The Department of Agriculture oversees the Women, Infants and Children program, known as WIC, which provides grants to states for supplemental foods, health care referrals and nutrition education for low-income women who are pregnant or with young children, as well as to infants and children up to age 5 who are found to be at nutritional risk.

The inspector general report, completed at the end of September, focused on more than just Georgia, finding that the Department of Agriculture’s food program didn’t have a good system for monitoring state agencies’ food costs to ensure “federal resources are being used efficiently” in the WIC program.

The department did not always identify problems at state agencies that run the program on the local level, the audit said. When it did identify problems, federal officials didn’t always follow up to make sure corrective action was taken, the audit said.

That led to “missed cost-saving opportunities,” the inspector general concluded, adding that if the department managed its resources better it “could generate savings it could use to provide benefits to more participants and help further the program’s mission.”

In the report, officials from the U.S. Department of Agriculture highlighted many of the efforts they already undertake to keep costs down, and said they were addressing other issues identified by the inspector general. In Georgia, the state agency responsible for running WIC said fixes had long been underway.

Brenda Fitzgerald, commissioner of the Georgia Department of Public Health, said in an interview that Georgia had been doing a poor job managing its WIC program.

At the time she came into office, “WIC was indeed a problem,” Fitzgerald said, adding that, “We absolutely acknowledge that Georgia had not been doing well. We set about to fix it.”

Among the main fixes was to hire inspectors to crack down on fraudulent vendors.

“WIC was broken,” she said. “It was broken for a long time.”

The program in Georgia has been under the microscope and in the public eye in recent months for widespread problems with fraud and mismanagement.

The inspector general began its review of the WIC program in an attempt to understand wide variations in the WIC food costs per recipient.
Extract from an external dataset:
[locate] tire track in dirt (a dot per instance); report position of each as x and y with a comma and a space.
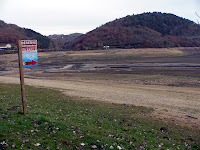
168, 101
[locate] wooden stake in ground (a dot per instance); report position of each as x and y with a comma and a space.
22, 77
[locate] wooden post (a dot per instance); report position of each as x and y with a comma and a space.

It reviewed the program in eight states and reviewed fiscal 2012 funding.

Georgia was one of the states and had the highest food cost per participant of the 50 states and District of Columbia, the report said.
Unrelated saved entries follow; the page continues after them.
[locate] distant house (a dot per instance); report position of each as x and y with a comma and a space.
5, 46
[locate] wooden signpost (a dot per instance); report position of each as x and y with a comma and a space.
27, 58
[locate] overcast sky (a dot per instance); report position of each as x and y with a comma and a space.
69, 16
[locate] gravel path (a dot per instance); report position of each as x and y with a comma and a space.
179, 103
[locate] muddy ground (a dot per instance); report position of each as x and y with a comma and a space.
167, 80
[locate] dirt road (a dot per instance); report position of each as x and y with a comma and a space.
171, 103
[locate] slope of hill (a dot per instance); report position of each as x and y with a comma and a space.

According to federal data, Georgia was tops among states in spending per participant in fiscal 2011 and 2012, but costs dropped significantly in 2013, when the state ranked 17th.
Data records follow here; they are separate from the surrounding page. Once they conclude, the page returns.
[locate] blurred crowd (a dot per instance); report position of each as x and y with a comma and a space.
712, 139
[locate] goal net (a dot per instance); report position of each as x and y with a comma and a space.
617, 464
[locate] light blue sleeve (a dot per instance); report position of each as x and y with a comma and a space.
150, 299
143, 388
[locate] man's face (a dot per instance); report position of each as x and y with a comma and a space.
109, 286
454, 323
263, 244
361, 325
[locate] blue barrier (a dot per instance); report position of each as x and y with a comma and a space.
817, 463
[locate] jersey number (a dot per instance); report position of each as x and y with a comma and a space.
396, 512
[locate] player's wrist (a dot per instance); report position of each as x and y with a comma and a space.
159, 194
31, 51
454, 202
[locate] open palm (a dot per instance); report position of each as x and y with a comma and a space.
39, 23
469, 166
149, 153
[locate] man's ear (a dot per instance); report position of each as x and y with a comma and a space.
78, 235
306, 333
Average monthly costs per recipient were nearly $62 in fiscal 2011, but down to $45 in fiscal 2013.

The audit identified several problems, some that went back several years.

As early as 2008, for example, the federal government found that Georgia did not effectively identify stores that got more than half of their sales from the WIC program; the program requires that states make sure that such vendors, heavily dependent on the WIC program, don’t cause higher food costs for the program in general.

But, according to the audit, that issue was still unresolved during reviews in 2010 and 2012. After a threat from the federal government to recover some of the money, and subsequent negotiations between the state and federal governments, the two sides agreed on a settlement in 2014 – six years after the issue was identified.

The state also was slow to disqualify certain vendors from the program. Even after receiving notification that a vendor had been disqualified from the separately managed food stamp program – formally known as Supplemental Nutrition Assistance Program, or SNAP – Georgia took between five and eight months to disqualify some vendors from WIC.

In all, nine vendors were able to redeem $1.8 million in WIC benefits after they had been disqualified from the food stamp program, the audit said.